Some men cast the blame entirely on the woman, calling it a coordinated hit-job, even though Ansari confirmed the events and owned up. There was far too little of the important discussion that should have come as a result, about what consent is and about how desires and intentions should be communicated in a sexual interaction. But because of “cancel culture” few people were willing to try to bridge that gap.
More importantly, because he was “cancelled,” Ansari was not treated as he should have been. Clearly, he was not free of wrongdoing. I believed his accuser, even before he confirmed the events. But I also believe Ansari, that he did not try to force her to have sex with him, although he may have overlooked signs that he should stop trying to get her to do so willingly. I do not think that Ansari is necessarily a despicable person, nor a rapist. He did something that was either misguided or unintelligent, depending on how you look at it. He hurt someone as a result. And he tried to apologize.

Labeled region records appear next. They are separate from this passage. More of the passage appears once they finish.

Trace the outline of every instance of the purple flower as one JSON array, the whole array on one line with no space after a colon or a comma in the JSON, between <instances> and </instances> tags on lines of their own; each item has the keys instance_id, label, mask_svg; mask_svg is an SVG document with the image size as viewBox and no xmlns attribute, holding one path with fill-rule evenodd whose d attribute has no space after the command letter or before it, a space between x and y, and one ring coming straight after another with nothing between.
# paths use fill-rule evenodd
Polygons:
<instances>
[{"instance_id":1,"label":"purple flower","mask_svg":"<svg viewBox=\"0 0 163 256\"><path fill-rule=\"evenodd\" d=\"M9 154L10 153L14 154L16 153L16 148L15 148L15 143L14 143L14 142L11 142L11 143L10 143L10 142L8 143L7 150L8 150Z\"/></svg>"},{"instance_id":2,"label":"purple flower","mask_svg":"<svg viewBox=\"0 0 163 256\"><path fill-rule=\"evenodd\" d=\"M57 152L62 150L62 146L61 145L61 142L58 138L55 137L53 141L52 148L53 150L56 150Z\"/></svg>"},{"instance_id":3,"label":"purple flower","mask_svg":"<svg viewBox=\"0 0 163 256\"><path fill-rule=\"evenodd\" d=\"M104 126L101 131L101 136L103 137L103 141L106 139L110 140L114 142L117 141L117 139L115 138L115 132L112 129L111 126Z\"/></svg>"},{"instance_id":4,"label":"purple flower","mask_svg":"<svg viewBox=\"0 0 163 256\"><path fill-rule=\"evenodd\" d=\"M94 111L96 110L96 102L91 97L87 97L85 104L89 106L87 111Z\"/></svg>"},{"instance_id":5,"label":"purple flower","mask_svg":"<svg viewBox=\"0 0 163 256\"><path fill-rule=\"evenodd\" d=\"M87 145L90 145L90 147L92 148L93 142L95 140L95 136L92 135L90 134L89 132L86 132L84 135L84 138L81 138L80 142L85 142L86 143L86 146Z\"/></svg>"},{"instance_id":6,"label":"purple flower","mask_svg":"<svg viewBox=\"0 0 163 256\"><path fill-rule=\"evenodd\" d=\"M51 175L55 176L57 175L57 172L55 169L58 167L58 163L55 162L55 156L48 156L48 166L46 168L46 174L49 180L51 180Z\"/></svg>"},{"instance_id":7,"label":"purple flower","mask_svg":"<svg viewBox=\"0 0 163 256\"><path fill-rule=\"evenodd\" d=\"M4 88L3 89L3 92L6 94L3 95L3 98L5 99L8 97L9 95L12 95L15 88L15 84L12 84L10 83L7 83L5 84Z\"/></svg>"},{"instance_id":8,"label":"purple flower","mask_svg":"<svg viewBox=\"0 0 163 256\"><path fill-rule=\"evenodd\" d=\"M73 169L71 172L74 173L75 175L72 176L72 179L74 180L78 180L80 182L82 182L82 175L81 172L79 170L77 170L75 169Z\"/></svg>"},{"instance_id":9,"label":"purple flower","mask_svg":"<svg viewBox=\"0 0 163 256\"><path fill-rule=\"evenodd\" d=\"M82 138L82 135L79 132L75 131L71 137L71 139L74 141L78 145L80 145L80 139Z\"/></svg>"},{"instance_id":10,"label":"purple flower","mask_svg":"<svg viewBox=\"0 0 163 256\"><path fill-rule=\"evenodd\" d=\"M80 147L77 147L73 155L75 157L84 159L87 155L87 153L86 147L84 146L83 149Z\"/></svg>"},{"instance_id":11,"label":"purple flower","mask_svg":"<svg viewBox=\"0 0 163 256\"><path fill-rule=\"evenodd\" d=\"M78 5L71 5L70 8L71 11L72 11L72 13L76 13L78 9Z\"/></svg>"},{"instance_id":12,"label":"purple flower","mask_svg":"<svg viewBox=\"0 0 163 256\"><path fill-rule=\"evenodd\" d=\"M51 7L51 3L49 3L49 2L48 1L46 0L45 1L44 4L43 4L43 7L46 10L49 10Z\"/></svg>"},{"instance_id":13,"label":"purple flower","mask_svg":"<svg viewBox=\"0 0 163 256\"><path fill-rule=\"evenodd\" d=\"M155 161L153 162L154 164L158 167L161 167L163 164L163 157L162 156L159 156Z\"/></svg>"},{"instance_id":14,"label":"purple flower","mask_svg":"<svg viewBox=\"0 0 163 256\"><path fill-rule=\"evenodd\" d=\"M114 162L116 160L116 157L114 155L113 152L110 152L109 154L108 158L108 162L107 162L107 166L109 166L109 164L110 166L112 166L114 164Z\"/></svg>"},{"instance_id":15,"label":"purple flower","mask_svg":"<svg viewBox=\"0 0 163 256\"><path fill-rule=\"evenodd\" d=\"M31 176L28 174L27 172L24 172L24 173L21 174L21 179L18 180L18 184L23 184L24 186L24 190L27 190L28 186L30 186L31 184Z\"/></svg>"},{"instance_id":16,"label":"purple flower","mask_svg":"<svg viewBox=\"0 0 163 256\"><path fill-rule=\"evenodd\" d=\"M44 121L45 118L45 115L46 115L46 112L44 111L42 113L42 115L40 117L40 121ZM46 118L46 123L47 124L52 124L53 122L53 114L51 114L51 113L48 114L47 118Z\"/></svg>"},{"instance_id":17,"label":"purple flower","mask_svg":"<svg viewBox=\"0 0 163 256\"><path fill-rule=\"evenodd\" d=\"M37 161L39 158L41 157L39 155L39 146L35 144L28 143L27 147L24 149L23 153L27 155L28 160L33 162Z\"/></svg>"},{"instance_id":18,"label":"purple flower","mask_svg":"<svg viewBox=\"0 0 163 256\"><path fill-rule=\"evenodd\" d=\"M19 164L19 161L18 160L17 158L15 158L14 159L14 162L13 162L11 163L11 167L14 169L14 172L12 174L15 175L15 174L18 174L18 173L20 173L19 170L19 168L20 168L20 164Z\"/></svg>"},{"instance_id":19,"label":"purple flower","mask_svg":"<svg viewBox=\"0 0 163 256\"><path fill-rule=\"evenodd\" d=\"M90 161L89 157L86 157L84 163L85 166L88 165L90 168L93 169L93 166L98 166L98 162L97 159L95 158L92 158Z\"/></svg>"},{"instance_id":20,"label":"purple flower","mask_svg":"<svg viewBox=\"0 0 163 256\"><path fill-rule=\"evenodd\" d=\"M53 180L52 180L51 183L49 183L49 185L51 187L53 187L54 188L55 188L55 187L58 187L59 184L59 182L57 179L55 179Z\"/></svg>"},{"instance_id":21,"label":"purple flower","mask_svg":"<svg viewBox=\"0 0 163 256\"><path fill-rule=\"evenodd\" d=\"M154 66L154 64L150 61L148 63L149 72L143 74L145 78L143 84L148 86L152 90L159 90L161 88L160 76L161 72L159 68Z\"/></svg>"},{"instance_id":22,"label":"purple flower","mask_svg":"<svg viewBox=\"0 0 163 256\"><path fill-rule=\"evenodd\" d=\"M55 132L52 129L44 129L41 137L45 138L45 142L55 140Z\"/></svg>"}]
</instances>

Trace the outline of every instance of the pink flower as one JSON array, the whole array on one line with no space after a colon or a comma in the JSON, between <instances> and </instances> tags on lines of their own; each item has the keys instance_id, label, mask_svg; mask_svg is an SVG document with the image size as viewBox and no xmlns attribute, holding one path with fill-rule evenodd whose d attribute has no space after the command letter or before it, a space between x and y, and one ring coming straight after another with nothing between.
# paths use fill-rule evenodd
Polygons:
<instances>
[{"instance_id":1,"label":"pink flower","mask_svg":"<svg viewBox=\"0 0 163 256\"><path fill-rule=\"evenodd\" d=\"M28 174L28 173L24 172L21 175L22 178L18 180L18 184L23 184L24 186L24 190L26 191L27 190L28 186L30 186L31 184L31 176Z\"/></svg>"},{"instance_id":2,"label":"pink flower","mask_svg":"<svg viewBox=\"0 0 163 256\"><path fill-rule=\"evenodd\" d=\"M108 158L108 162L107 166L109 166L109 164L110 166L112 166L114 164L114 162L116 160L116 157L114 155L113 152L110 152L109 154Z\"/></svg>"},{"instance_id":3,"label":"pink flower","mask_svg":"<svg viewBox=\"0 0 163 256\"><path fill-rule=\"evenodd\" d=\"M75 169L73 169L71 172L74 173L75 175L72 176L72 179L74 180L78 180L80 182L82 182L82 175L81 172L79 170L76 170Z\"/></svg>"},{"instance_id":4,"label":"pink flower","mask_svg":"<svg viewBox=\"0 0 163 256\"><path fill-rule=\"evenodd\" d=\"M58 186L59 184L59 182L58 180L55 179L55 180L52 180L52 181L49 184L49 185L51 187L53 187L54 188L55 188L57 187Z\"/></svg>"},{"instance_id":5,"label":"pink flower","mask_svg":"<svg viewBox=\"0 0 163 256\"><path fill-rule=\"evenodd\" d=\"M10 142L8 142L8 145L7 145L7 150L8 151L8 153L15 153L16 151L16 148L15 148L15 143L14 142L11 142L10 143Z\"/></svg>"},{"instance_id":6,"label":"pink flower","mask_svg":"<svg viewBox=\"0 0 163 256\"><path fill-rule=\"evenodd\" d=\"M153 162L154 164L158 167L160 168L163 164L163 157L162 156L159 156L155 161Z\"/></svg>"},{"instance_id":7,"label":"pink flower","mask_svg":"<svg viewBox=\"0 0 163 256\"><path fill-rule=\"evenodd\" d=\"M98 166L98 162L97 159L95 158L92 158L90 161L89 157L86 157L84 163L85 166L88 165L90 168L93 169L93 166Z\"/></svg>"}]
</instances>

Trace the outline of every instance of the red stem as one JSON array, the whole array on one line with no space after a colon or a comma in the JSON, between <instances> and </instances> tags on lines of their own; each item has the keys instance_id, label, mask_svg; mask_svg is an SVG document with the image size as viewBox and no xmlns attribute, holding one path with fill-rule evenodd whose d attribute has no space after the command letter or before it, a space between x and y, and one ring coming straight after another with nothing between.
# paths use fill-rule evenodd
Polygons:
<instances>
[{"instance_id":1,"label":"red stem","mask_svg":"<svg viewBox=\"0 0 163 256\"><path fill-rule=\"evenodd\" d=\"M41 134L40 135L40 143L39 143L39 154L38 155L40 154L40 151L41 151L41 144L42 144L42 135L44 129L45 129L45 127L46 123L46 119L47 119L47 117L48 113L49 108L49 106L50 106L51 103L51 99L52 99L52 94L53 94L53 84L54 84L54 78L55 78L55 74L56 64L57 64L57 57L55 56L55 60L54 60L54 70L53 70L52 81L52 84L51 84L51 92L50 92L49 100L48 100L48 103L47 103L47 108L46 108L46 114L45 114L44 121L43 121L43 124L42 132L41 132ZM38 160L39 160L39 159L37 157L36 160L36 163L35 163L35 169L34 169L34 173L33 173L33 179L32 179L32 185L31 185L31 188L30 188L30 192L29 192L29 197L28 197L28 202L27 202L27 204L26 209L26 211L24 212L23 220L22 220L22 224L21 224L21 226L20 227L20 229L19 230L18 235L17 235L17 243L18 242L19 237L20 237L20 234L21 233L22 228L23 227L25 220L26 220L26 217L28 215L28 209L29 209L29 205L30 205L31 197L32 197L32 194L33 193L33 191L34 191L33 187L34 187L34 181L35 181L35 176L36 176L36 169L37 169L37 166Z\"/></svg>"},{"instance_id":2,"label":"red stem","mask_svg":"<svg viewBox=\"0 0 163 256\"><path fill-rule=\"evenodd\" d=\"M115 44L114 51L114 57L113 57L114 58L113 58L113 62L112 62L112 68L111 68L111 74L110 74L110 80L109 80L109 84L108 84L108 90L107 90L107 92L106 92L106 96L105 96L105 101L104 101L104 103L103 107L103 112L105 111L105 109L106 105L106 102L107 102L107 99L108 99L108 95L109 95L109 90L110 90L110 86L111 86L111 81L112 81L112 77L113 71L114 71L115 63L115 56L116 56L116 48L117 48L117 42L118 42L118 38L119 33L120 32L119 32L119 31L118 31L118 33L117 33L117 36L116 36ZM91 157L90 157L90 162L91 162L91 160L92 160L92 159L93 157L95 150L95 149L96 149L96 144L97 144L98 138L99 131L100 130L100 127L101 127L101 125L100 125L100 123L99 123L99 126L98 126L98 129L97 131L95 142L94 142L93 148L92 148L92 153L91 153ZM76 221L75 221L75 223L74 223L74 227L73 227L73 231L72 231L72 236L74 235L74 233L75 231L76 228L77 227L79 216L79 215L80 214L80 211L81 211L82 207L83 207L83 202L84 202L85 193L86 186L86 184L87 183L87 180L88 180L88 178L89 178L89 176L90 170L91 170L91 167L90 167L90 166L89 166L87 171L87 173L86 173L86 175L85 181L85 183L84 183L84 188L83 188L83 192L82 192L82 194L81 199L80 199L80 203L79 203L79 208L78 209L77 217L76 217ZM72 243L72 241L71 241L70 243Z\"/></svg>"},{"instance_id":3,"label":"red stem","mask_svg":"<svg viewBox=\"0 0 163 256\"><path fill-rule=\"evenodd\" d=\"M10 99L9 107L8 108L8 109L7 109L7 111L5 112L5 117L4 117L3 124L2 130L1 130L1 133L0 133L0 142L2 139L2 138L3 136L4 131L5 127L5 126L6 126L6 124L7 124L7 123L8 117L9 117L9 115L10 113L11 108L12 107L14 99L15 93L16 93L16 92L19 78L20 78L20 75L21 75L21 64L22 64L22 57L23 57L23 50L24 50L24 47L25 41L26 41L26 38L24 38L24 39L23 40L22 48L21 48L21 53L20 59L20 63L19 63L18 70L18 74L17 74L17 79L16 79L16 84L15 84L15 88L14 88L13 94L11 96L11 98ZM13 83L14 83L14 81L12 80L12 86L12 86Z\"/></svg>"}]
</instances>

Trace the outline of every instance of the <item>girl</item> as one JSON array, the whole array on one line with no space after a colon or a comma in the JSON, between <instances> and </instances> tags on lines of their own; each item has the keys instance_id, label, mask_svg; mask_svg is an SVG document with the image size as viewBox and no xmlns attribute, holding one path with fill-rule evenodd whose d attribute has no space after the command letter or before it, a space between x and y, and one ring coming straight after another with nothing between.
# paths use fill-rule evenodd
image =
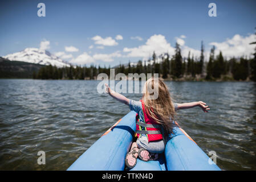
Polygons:
<instances>
[{"instance_id":1,"label":"girl","mask_svg":"<svg viewBox=\"0 0 256 182\"><path fill-rule=\"evenodd\" d=\"M130 151L125 157L125 165L129 169L135 166L137 158L144 160L156 160L158 154L164 151L165 140L173 133L174 127L172 121L174 121L176 111L200 106L205 113L210 109L202 102L189 103L173 103L167 86L160 80L152 77L145 83L141 100L135 101L112 90L105 84L106 93L117 101L129 106L136 115L136 135L137 139L132 144ZM151 99L149 89L158 88L158 97Z\"/></svg>"}]
</instances>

While Ansari is a 36-year-old adult, that does not make him immune to personal growth. Hopefully, he learned from the experience, and will make better decisions about consent in the future.
We should give him that opportunity. He, and other “cancelled” celebrities, are, like all of us, people. We all make mistakes and do bad things. In essence, the problem with cancel culture is that it treats people as two-dimensional. They are either good or bad. Once a person has been exposed for doing something bad, they are irredeemable, and we can never enjoy anything they have done. While obviously this is true for some people, such as Harvey Weinstein, R. Kelly and Michael Jackson, it is not for Ansari, for Peña, or for others. People do both good and bad things, and it is important to remember that all people do, and that all people deserve to make up for it.